We can see a feisty spirit, too, in “Night,” which also corresponds with Demain’s approach:

        The poets’ fiery aeropagitica
        Gathers about the green carpet.
        The void spins.
        Life crosses the mind
        Of the thick-haired poet.[6]

Here, Artaud’s intense focus builds toward a powerful, almost disequilibrating defense of expression. The journal is about social hygiene, which includes the arts but rejects “ornate work” for its own sake.[7] This review had a vigilant watch over the wrong turns in modern living, like in Toulouse’s article, “To Prepare for Tomorrow: The Department Store Educator,” where he concedes that department stores are a modern advancement in as much as they’re the product of democracy and offer to all “comfort and sufficient luxury,”[8] while lamenting that they present clichés of style—crappy furniture in the age of industrial reproduction. Artaud captures this spirit in his preface to Dr. Toulouse’s collected works, Au fil des préjugés: “There are distortions in thought, mental habits, in short, vices, which pollute men’s judgment almost at inception. We are born, we live and die in an environment of lies.”[9] This was the world Artaud first inhabited when he moved to Paris.


1. Édouard Toulouse, Émile Zola : enquête médico-psychologique sur la supériorité intellectuelle, (Paris: Flammarion, 1896),
Original text: “Il est temps d'entrer plus avant dans le sujet et d'aborder la question générale des rapports de la supériorité intellectuelle avec la névropathie que mon enquête a pour but d'éclairer.”

2. Bernard Baillaud, “Jean Paulhan's Influences: The Review Demain,” Translated Martyn Cornick,
Yale French Studies no. 106 (2004): 14.

3. Bernard Baillaud, “Jean Paulhan's Influences,” 20.
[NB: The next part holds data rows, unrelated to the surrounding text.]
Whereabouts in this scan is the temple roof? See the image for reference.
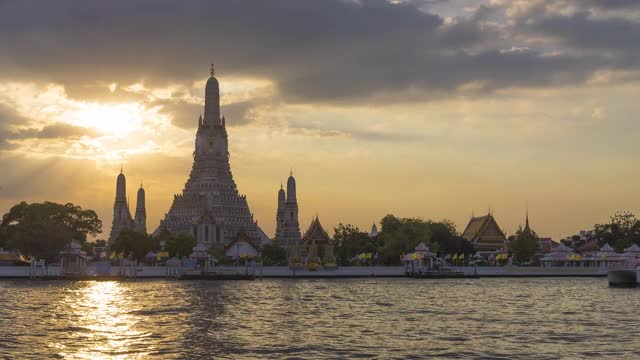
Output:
[576,240,599,252]
[302,216,333,244]
[225,228,260,249]
[462,214,506,243]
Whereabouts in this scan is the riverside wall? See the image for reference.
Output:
[0,264,608,279]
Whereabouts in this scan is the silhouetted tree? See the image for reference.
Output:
[261,240,287,266]
[164,233,196,258]
[509,226,540,263]
[111,229,159,261]
[594,212,640,251]
[333,223,378,266]
[0,201,102,261]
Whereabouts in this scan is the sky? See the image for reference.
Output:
[0,0,640,239]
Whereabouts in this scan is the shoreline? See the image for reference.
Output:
[0,264,608,281]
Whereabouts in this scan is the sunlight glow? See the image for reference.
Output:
[68,103,144,135]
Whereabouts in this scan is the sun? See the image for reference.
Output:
[67,103,144,135]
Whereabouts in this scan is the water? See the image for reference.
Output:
[0,278,640,359]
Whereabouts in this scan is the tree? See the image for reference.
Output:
[510,226,540,263]
[261,240,287,266]
[0,201,102,261]
[111,229,158,261]
[594,212,640,251]
[164,233,196,258]
[378,215,432,265]
[333,223,378,266]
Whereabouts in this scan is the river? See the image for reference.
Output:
[0,278,640,359]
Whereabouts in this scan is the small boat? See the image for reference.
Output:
[607,260,640,287]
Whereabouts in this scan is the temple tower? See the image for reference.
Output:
[154,65,268,248]
[134,184,147,234]
[280,173,301,250]
[109,168,133,245]
[275,184,286,241]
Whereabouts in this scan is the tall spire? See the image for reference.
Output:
[203,64,220,125]
[524,201,529,229]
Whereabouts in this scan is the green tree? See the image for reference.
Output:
[164,233,196,260]
[594,212,640,251]
[111,229,159,261]
[261,240,287,266]
[378,215,432,265]
[333,223,378,266]
[510,226,540,263]
[0,201,102,261]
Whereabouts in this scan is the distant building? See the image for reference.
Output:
[462,212,507,252]
[275,173,301,253]
[107,169,147,246]
[302,215,335,261]
[369,223,378,238]
[540,238,560,254]
[154,66,269,249]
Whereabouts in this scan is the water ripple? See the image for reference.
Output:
[0,279,640,359]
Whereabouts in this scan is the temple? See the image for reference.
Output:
[154,65,269,248]
[108,168,147,245]
[275,172,301,253]
[462,212,507,252]
[302,215,335,264]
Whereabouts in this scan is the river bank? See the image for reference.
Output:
[0,264,607,280]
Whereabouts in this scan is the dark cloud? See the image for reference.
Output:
[13,123,100,139]
[577,0,640,10]
[0,103,27,151]
[0,0,638,105]
[515,5,640,52]
[151,99,204,129]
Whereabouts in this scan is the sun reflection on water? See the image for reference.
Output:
[55,281,149,359]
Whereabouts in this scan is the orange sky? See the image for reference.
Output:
[0,0,640,239]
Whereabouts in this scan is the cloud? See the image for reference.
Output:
[0,0,639,105]
[14,123,100,139]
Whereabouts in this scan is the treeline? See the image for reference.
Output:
[333,215,475,266]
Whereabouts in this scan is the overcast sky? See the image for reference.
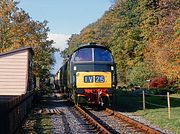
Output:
[18,0,112,73]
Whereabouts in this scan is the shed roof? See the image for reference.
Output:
[74,43,111,52]
[0,47,33,57]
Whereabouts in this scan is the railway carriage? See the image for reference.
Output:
[55,43,117,105]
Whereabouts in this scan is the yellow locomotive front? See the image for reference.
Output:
[70,44,116,105]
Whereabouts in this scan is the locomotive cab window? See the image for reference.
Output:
[74,48,92,61]
[94,48,113,62]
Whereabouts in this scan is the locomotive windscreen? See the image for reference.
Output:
[74,47,113,62]
[74,48,92,61]
[94,48,112,61]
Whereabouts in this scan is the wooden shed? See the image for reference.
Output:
[0,47,33,95]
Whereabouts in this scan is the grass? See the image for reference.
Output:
[114,90,180,134]
[21,104,52,134]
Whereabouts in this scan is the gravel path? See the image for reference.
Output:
[20,94,174,134]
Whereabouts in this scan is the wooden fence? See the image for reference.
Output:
[0,92,33,134]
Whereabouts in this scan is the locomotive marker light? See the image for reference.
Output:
[73,66,77,71]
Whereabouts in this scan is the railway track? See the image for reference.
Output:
[20,93,161,134]
[75,105,161,134]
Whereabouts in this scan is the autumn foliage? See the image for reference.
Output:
[61,0,180,87]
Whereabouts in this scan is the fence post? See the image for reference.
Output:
[167,92,171,119]
[143,90,146,112]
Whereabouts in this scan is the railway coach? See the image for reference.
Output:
[55,43,117,105]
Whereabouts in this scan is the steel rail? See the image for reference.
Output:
[74,105,111,134]
[105,108,161,134]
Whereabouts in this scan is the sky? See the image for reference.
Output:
[18,0,112,74]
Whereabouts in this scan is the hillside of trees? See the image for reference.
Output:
[0,0,57,88]
[61,0,180,86]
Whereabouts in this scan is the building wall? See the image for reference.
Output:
[0,50,28,95]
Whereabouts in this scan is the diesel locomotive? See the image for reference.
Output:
[55,43,117,105]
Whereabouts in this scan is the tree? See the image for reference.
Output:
[0,0,57,89]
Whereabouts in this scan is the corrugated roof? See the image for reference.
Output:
[0,47,33,56]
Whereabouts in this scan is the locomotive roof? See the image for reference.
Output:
[74,43,111,52]
[0,46,34,56]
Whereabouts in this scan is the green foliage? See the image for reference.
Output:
[61,0,179,86]
[0,0,57,90]
[127,62,153,86]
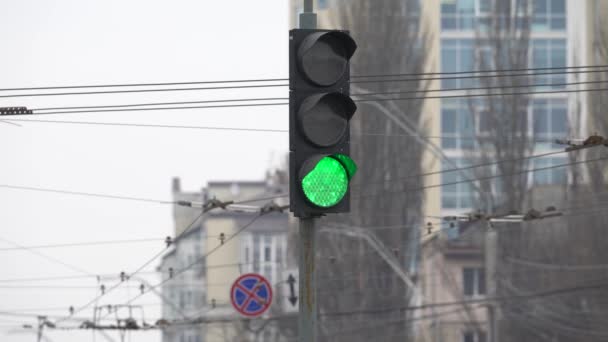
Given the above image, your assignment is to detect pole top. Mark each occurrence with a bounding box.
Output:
[300,12,317,29]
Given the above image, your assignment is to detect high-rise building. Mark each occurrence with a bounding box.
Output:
[290,0,608,342]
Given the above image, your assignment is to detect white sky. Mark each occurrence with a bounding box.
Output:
[0,0,288,342]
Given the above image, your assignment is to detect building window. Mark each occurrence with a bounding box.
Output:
[462,331,487,342]
[534,157,567,185]
[462,267,486,297]
[441,99,475,150]
[441,39,475,89]
[532,99,568,148]
[530,39,567,88]
[441,158,475,209]
[532,0,566,31]
[242,233,286,283]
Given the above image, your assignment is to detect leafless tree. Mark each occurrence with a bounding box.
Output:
[492,3,608,342]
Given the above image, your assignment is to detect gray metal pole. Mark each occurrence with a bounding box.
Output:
[298,218,317,342]
[298,0,317,342]
[300,0,317,29]
[484,222,499,342]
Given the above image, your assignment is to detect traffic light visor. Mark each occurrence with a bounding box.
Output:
[298,31,357,87]
[298,93,357,147]
[300,154,356,208]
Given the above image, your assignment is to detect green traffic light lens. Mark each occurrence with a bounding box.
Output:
[302,156,349,208]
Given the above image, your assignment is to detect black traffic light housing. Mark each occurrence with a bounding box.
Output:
[289,29,357,217]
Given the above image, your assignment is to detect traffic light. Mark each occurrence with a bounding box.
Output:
[289,29,357,217]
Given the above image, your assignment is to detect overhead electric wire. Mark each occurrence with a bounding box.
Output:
[324,283,608,316]
[28,97,289,111]
[352,150,576,187]
[5,81,608,116]
[0,238,164,252]
[0,84,289,98]
[98,213,268,317]
[0,65,608,91]
[0,237,93,276]
[7,101,289,115]
[0,184,177,204]
[350,69,608,84]
[1,119,289,133]
[0,262,262,284]
[0,78,289,91]
[354,85,608,103]
[350,65,608,78]
[3,88,608,125]
[350,81,608,97]
[0,235,235,251]
[55,211,204,324]
[351,157,608,199]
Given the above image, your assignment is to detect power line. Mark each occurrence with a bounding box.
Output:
[0,65,608,91]
[351,65,608,78]
[351,157,608,198]
[4,86,608,123]
[0,184,176,204]
[3,119,289,133]
[0,84,289,98]
[0,262,264,283]
[354,88,608,103]
[0,78,289,91]
[323,284,608,316]
[104,213,268,317]
[353,150,574,187]
[0,235,233,251]
[350,69,608,83]
[55,212,204,324]
[0,238,164,252]
[16,81,608,115]
[0,238,93,276]
[350,81,608,97]
[31,97,289,114]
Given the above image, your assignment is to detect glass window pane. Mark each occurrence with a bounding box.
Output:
[479,0,492,13]
[532,17,549,31]
[551,108,568,135]
[441,137,456,148]
[534,108,549,134]
[441,1,456,14]
[441,194,457,209]
[462,268,475,296]
[462,331,475,342]
[441,17,456,30]
[533,0,549,15]
[551,0,566,14]
[551,17,566,30]
[441,48,458,72]
[477,268,486,295]
[456,0,475,14]
[532,47,549,68]
[441,109,456,134]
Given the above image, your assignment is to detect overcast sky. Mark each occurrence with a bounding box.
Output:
[0,0,288,342]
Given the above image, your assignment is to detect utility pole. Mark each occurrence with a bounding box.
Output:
[289,0,357,342]
[484,220,498,342]
[298,0,317,342]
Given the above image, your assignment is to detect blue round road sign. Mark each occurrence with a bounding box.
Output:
[230,273,272,317]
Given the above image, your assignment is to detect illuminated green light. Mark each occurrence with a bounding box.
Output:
[302,156,349,208]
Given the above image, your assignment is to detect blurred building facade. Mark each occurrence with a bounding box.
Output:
[290,0,608,342]
[158,171,288,342]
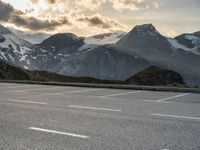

4. Antonin Artaud, Collected Works Volume One, translated by Victor Corti, “Night,” (London: John Calder, Ltd., 1969), 161.

5. Demain qtd Bernard Baillaud, “Jean Paulhan's Influences,” 17-18.

6. Antonin Artaud, tr. Victor Corti, “Night,” 162.

7. Antonin Artaud, tr. Victor Corti, “On the Track of Prejudice,” 235.

8. Édouard Toulouse, “Pour Préparer Demain: Le Grand Magasin Educateur,” Demain (Jan-Feb-Mar 1921), 1-3.

9. Antonin Artaud, tr. Victor Corti, “On the Track of Prejudice,” 235.